Attorney Frances Baillon, who represents both Rowles and the woman, declined to address why the writer chose to wait until last fall to lodge a complaint against Keillor. She told the newspaper her clients are still negotiating with MPR over the terms of a confidential settlement.
The attorney said Rowles was not acting from selfish motives. “Because our client believes people should feel safe at work, he raised his concerns about inappropriate workplace conduct,” she said.
Baillon did not immediately reply to a message Friday from the Associated Press seeking comment.
Keillor, who has denied the allegations and described himself as a victim of “extortion,” declined to comment to the Star Tribune, saying he is still “tied up” in his own talks with MPR to settle their legal separation.
Rowles, a longtime Twin Cities musician, joined the show in 1985 as a stagehand but soon earned a spot on the cast, performing in some of the show’s most beloved recurring skits, including “Guy Noir” and “Buster the Show Dog.” He also began contributing ideas as a writer.
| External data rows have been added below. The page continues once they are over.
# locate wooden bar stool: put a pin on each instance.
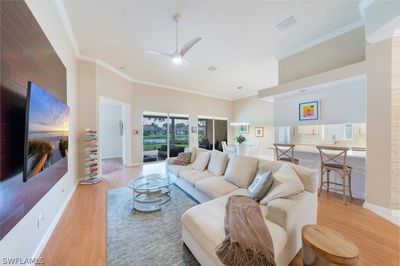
(334, 159)
(285, 152)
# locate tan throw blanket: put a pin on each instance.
(248, 241)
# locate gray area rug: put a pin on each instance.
(146, 239)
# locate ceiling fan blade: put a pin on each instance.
(189, 45)
(160, 53)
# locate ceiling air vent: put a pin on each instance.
(286, 24)
(212, 68)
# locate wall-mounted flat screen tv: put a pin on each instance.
(46, 132)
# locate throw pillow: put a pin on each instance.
(286, 183)
(261, 183)
(183, 158)
(218, 161)
(241, 170)
(193, 157)
(201, 161)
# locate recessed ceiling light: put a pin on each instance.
(285, 24)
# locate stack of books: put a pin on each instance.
(91, 158)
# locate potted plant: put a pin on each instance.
(242, 148)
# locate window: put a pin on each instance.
(284, 135)
(205, 133)
(337, 131)
(164, 135)
(212, 132)
(154, 138)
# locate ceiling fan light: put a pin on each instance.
(177, 60)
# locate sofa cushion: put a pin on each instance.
(201, 161)
(241, 170)
(206, 224)
(286, 183)
(218, 162)
(215, 186)
(261, 184)
(193, 176)
(175, 169)
(307, 176)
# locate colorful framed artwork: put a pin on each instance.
(259, 132)
(309, 111)
(244, 129)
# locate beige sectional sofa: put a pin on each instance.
(203, 225)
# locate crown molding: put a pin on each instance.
(321, 39)
(67, 25)
(363, 5)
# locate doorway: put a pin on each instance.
(164, 135)
(114, 141)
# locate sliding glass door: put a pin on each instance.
(164, 135)
(178, 134)
(155, 138)
(212, 132)
(221, 133)
(205, 133)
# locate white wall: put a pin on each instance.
(26, 239)
(110, 116)
(346, 49)
(142, 98)
(259, 113)
(344, 103)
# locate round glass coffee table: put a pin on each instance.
(151, 192)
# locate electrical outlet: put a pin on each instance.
(40, 219)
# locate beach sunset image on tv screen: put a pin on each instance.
(46, 133)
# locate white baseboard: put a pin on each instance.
(391, 215)
(111, 157)
(54, 223)
(134, 164)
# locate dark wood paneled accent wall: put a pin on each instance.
(26, 55)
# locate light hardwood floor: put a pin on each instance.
(80, 236)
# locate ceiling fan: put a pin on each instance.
(177, 56)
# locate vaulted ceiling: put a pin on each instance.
(239, 38)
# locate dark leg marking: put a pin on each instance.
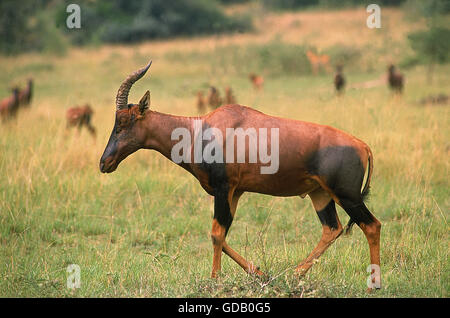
(342, 169)
(328, 216)
(358, 212)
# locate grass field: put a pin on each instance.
(143, 231)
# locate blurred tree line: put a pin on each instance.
(41, 24)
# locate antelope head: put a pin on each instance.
(128, 134)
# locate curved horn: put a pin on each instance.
(124, 89)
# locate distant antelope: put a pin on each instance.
(318, 61)
(201, 104)
(10, 105)
(229, 97)
(26, 94)
(214, 99)
(395, 79)
(339, 80)
(322, 162)
(257, 81)
(79, 117)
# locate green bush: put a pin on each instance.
(121, 21)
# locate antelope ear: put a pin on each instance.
(144, 103)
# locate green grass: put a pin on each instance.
(143, 231)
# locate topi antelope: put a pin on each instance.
(318, 161)
(26, 94)
(395, 79)
(10, 105)
(200, 102)
(214, 99)
(79, 117)
(229, 97)
(339, 80)
(257, 81)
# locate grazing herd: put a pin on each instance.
(395, 81)
(81, 116)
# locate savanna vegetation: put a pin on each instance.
(143, 231)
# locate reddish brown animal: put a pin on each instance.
(81, 117)
(229, 97)
(26, 94)
(395, 79)
(201, 104)
(318, 161)
(10, 105)
(318, 61)
(257, 81)
(339, 80)
(214, 99)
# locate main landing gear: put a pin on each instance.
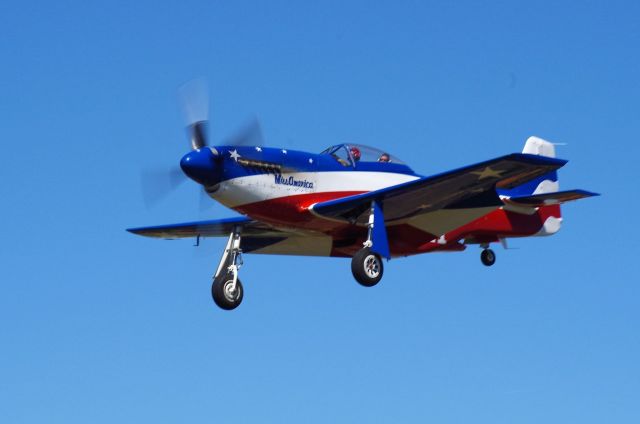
(488, 256)
(366, 265)
(226, 290)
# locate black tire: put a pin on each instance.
(367, 267)
(223, 297)
(488, 257)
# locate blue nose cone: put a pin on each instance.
(200, 165)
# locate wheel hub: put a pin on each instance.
(230, 292)
(371, 266)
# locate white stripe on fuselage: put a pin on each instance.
(256, 188)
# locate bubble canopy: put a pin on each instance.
(358, 152)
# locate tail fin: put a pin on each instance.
(547, 183)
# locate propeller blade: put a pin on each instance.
(194, 96)
(159, 183)
(197, 133)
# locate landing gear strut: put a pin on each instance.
(488, 256)
(226, 290)
(366, 265)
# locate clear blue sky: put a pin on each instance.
(100, 326)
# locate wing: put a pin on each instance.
(257, 237)
(469, 187)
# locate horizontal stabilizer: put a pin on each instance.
(210, 228)
(549, 198)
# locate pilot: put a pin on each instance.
(355, 153)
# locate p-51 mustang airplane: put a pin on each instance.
(359, 202)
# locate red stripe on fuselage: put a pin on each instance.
(294, 210)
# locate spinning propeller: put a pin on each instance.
(203, 164)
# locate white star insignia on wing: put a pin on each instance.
(488, 173)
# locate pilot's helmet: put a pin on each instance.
(355, 153)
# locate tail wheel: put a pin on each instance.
(367, 267)
(225, 295)
(488, 257)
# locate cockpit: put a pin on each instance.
(353, 154)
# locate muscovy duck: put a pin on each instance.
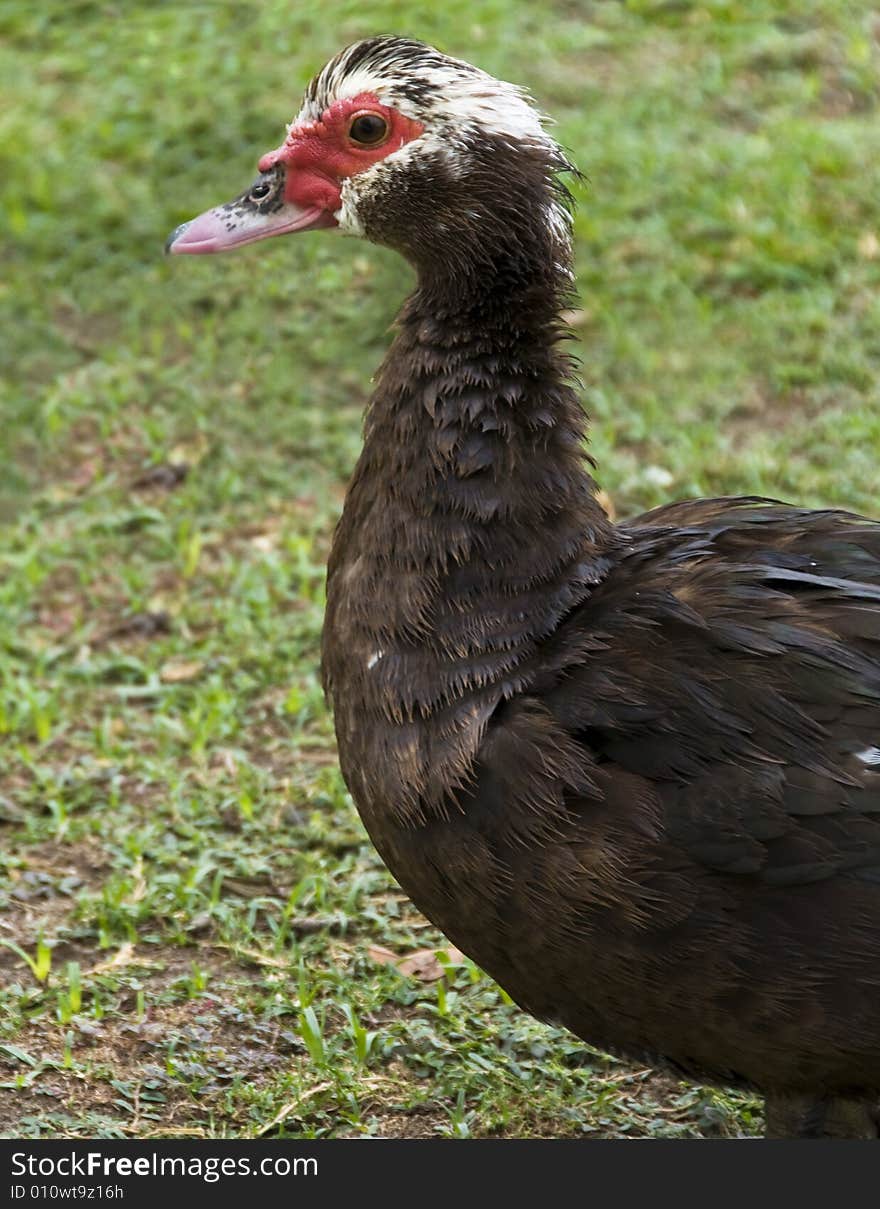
(632, 770)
In 1992, a collection of monologues from the show received a Grammy nomination as best comedy album. Keillor took Rowles to the awards show, saying beforehand that if he won, “I’ll give the trophy to Dan Rowles, who did most of the work. The album is a triumph of editing.”
But Rowles was let go for the first time three years later. He returned in 2011 as a director, but also helped shape scripts and select music. Keillor retired from the show in 2016. MPR informed Rowles in mid-August that he would not be invited back for a second season with new host Chris Thile, the newspaper reported.